INTERVIEW : Fred Buyle, spécialiste du marquage des squales, a étudié les eaux où cinq attaques ont eu lieu en 2011
«A la Réunion, il n’y a pas de risque requin, mais un problème humain». L’an dernier, la Réunion a dénombré en huit mois cinq attaques de requins contre des surfeurs et baigneurs, dont deux fatales. Une série noire qui a donné lieu à deux missions d’étude. Le projet Charc, subventionné par des fonds publics et mené par l’Institut de recherche pour le développement, étudie l’écologie des requins tigres et bouledogues, les plus abondants sur ces côtes. Un travail de longue haleine, sur trente mois et pour lequel les scientifiques commencent par capturer des squales et placer des balises acoustiques dans leur abdomen avant de les relâcher.

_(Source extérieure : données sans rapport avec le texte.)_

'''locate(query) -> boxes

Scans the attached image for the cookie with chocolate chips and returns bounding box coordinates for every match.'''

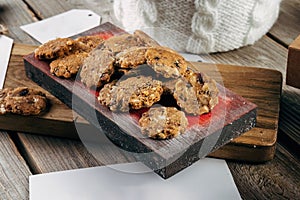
[139,107,188,140]
[0,87,48,115]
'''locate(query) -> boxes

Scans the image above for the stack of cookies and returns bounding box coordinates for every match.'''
[35,31,218,139]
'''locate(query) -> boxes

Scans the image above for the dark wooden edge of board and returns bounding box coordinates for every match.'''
[24,51,256,178]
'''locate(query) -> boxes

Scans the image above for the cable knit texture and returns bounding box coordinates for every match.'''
[114,0,280,54]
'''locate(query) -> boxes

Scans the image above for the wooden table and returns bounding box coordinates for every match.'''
[0,0,300,199]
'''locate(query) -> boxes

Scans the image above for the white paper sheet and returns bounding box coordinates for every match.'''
[180,53,205,62]
[20,9,101,43]
[29,158,241,200]
[0,35,14,89]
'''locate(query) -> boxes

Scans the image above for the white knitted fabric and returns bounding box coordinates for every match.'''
[114,0,281,54]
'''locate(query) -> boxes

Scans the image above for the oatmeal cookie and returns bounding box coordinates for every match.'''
[139,107,188,140]
[173,72,218,115]
[80,49,115,88]
[146,47,188,78]
[98,76,163,112]
[73,35,104,53]
[50,52,88,78]
[0,87,48,115]
[116,47,148,69]
[98,80,117,107]
[34,38,75,60]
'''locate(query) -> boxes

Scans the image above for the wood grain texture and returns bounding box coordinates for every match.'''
[227,144,300,199]
[0,44,88,137]
[18,0,300,158]
[0,0,300,199]
[2,38,281,164]
[24,47,258,178]
[0,131,31,200]
[18,129,136,173]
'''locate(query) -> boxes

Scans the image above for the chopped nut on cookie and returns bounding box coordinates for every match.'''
[139,107,188,140]
[0,87,48,115]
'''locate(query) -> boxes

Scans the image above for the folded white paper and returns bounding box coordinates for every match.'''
[21,9,101,43]
[29,158,241,200]
[0,35,14,89]
[180,53,204,62]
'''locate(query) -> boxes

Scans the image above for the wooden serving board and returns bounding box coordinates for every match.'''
[0,23,282,166]
[24,49,256,178]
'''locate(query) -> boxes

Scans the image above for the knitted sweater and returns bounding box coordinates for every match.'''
[114,0,281,54]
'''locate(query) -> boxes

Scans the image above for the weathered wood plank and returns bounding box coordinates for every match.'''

L’autre mission, financée par des fonds privés et lancée par la Fédération française d’études et de sports sous-marins, a fait appel, de novembre à décembre, à deux apnéistes spécialistes du marquage des requins, le Belge Fred Buyle et le Canadien William Winram. De passage à Paris à l’occasion du Salon de la plongée, Fred Buyle, ex-recordman du monde d’apnée et photographe sous-marin, en dresse le bilan.
Comment avez-vous procédé ?
L’apnée permet une approche peu invasive des requins. Nous allons à leur rencontre pour les observer dans leur milieu naturel et nous tirons des «tags», ou marqueurs électroniques, avec une arbalète de chasse sous-marine.
Comment les sites de plongée ont-ils été déterminés ?
On a étudié la zone des accidents, à la recherche des biotopes favorables aux requins bouledogues, qui sont les suspects potentiels dans ce type d’accidents. Ces squales opportunistes peuvent agir en groupe, comme dans le dernier accident où les sauveteurs ont observé plusieurs individus s’acharnant sur la victime. Nous avons plongé aux abords des Roches noires, près du port de Saint-Gilles, et dans la baie de Saint-Paul. Les requins bouledogues ont besoin d’eau douce, notamment pour se déparasiter, et apprécient les eaux turbides et saumâtres. Avec une baie dans laquelle se jettent plusieurs rivières, des ravines qui rejettent eau douce et déchets organiques, une ferme aquacole et une plage sableuse qui abrite des bateaux de pêche, la zone est idéale pour eux.
Qu’avez-vous observé ?
En 17 sorties, nous n’avons pu marquer aucun requin. Nous n’avons observé que 8 requins bouledogues, mais aucun autre, pas même un petit requin pointe blanche de récif. En vingt-cinq ans de plongée en eaux tropicales, je n’en ai jamais observé si peu ! Curieusement, ils étaient très furtifs, timides, ils se sont rarement approchés malgré les appâts sonores ou à base de morceaux de poisson. D’habitude, ils restent aux alentours. Cela m’a vraiment étonné. Selon moi, il y a très peu de requins dans ces eaux tropicales, d’ailleurs peu poissonneuses. Il est aussi possible que les requins aient été fortement dérangés avant notre arrivée, notamment par la capture d’un individu.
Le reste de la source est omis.